First of all, we need a reference to the “Next” button element – by clicking it we can load the items, page by page (button CSS selector – button.btn.btn-default.next
).
The second thing to have in mind is that we have to wait until the next page of items is loaded. Luckily, we’ve made a method to check the staleness of elements, so we can infer that a new page of items has loaded when the laptop items from the current page go stale.
Web Scraper Free
And lastly, we should check whether the “Next” button is enabled or disabled, so we know if we’ve reached the last items page or not.

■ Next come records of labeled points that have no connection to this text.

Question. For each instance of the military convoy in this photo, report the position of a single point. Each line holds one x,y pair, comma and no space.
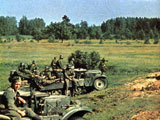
87,80
50,107
47,96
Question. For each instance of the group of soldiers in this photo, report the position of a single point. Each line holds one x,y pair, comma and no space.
11,97
53,73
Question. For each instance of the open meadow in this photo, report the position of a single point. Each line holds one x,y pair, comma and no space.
127,60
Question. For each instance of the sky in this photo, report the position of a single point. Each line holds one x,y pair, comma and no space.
92,11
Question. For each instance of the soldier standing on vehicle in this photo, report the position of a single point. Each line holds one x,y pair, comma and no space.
47,74
72,63
54,67
32,66
70,76
59,62
53,63
21,67
102,65
12,101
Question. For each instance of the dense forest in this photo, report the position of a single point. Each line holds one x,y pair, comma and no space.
118,28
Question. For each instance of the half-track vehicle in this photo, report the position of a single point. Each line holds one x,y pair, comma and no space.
87,80
50,107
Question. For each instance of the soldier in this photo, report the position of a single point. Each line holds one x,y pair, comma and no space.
59,62
12,101
21,67
47,74
70,76
102,65
53,63
72,63
32,66
54,67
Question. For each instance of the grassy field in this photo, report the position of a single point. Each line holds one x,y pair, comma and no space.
126,61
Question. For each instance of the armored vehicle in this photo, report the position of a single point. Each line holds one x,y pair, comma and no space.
50,107
87,80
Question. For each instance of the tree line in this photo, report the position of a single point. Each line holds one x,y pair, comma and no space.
118,28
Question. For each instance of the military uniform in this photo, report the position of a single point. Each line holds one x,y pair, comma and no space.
59,62
102,66
53,63
12,104
33,66
70,76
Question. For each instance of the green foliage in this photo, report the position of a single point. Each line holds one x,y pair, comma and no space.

Python Selenium Scrape Table
We are almost done with our scraper! Let’s run the script with F5 and wait a couple of seconds. As a result of running the script, we can see 120 scraped products in our table. However, we should do one more thing – refactor the code a bit.
Finishing steps
First of all, the code for saving home items and laptop items is the same. Therefore, we can extract a method for saving items.
Web Scraping With Selenium
We can also extract a method for page navigation. We just need to pass different CSS selectors when calling the method.
And lastly, to keep the main part of the script nice and readable, we can do two things. We can create a new method just for scraping laptop items. Also, we can create a new method for direct navigation to the Laptops page.
Web Scraping With Selenium Java
We’re done!
Web Scraping With Selenium And Beautiful Soup
Finally, here’s the full code for the tutorial:
Web Scraping Tutorial
In the next and final part of this web scraping tutorial, we’ll turn our script into a shareable workbook-application that any user with the QueryStorm Runtime can execute.